Sunday, December 6, 2009

Boris Yeltsin couldn't take a decent picture


In June of 1991, Boris Yeltsin was elected President of the Russian Soviet State.  The U.S.S.R. collapsed later that same year in December, but Yeltsin continued to serve as Russia's first popularly-elected president until the end of the decade/century.  Yeltsin surprised everyone on December 31, 1999, by announcing his resignation, and installing Vladimir Putin as acting President of Russia.  Many have falsely believed that Yeltsin resigned because of his failing health and his alcoholism.  However, after careful research, it has become increasingly clear that Yeltsin was actually sacked by other Russian leaders because he was incredibly un-photogenic.













Sunday, October 18, 2009

Rasputin


In the early years of the twentieth century, Russia was under the leadership of Emperor Nicholas II, the Last Tzar.  His wife Alexandra had born five children including the young Crown Prince Alexei, who suffered from hemophilia.  Around 1904, Rasputin turned up in St. Petersburg, and he came to the attention of the Empress Alexandra, when it was made known to her that he claimed to be a holy man and healer.  Alexandra invited Rasputin to the palace, and on several occasions, she wrote that he healed young Alexei from bleeding, thus saving his life.


Rasputin was creepy.  Not only was he supposedly healing the young Crown Prince, he was also preaching his doctrine that in order to be saved, one must sin as much as possible.  To that end, he managed to sleep with hundreds of women in the St. Petersburg area.  He also influenced decisions on who was hired and fired in the Russian government, mostly because of his influence with Alexandra who would do anything to keep her son healthy.    But there were individuals in the Tsar's government who decided that if the royal family would not remove Rasputin from the court, they would.

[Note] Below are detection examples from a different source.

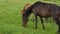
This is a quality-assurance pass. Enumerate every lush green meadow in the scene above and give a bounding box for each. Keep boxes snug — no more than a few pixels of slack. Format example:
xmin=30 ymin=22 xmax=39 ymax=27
xmin=0 ymin=0 xmax=60 ymax=34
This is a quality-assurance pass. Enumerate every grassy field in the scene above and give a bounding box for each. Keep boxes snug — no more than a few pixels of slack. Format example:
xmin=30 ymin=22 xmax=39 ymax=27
xmin=0 ymin=0 xmax=60 ymax=34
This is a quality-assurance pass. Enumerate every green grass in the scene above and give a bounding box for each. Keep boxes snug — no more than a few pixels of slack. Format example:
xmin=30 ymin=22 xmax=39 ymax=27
xmin=0 ymin=0 xmax=60 ymax=34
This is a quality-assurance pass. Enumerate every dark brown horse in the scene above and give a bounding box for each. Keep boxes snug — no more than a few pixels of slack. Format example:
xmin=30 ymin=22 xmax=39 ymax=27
xmin=22 ymin=1 xmax=60 ymax=32
xmin=21 ymin=3 xmax=35 ymax=22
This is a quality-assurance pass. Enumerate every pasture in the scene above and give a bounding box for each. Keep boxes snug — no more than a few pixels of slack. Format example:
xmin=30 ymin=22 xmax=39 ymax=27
xmin=0 ymin=0 xmax=60 ymax=34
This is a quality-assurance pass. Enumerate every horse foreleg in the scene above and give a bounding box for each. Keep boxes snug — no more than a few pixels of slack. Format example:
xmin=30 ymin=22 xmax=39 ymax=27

On December 16, 1916, two minor nobles, Felix Yusupov and Dmitry Pavlovich, lured Rasputin to the basement of an apartment for a supposed party.  Over an hour period, Rasputin ate 2-3 pastries and several glasses of wine, all laced with cyanide.  He did not die.  Frustrated and a little spooked, Yusupov shot Rasuptin twice with a revolver.  When Yusupov leaned over Rasputin to see if he were dead, Rasputin grabbed him around the neck, and attempted to strangle him while saying, "You bad boy."  The other conspirators entered and shot Rasputin a couple more times.  Then they stabbed him, beat him, and castrated him, only to realize he was still alive and struggling to get up.


Rasputin ran from the room chased by the followers.  Outside, they shot him again, this time in the head.  But when he still wouldn't die, they grabbed him, tied him up, and threw him into the icy Neva River.  Four days later his body was recovered from the river and an autopsy was ordered to determine the source of his mystical powers.  The autopsy revealed that the official cause of death was...

...drowning.

Sunday, October 4, 2009

Russian Winter


In June of 1812, Napoleon marched 420,000 men into Russia.  He thought he could quickly defeat the Russians, thus forcing the British to surrender to his dominance of Europe.  Soon his forces in the Russian invasion numbered nearly 700,000 men.  


Early in October he reached Moscow, having fought several battles and looted several Russian towns.  But when he neared Moscow, he found it burning; the forces of Tsar Aleksander I had retreated from the city and lit it on fire to rob Napoleon of his prize.  Napoleon had no choice but to return to Western Europe.  But the Russian winter was beginning.  


















By December when Napoleon's army made its way out of Russia, his forces had been decimated.  Only around 22,000 troops, or 3% of those who entered, made it out of Russia alive.  Napoleon went on to lose to the British at Waterloo, and was exiled to the Mediterranean island of Elba, and then to the island of St. Helena in the south Atlantic Ocean where he died a few years later.  
As Vizzini said in the Princes Bride, "You fell victim to one of the classic blunders - The most famous of which is "never get involved in a land war in Asia!"

Saturday, September 26, 2009

Lessons from Russian History



One lesson from Russian history that should never be forgotten is that fathers should not kill their sons.


Ivan IV and Peter I both made this mistake, but history has been kinder to Peter, who accomplished many reforms in four decades, than to Ivan, who was a paranoid, raving lunatic, suffering from mercury poisoning.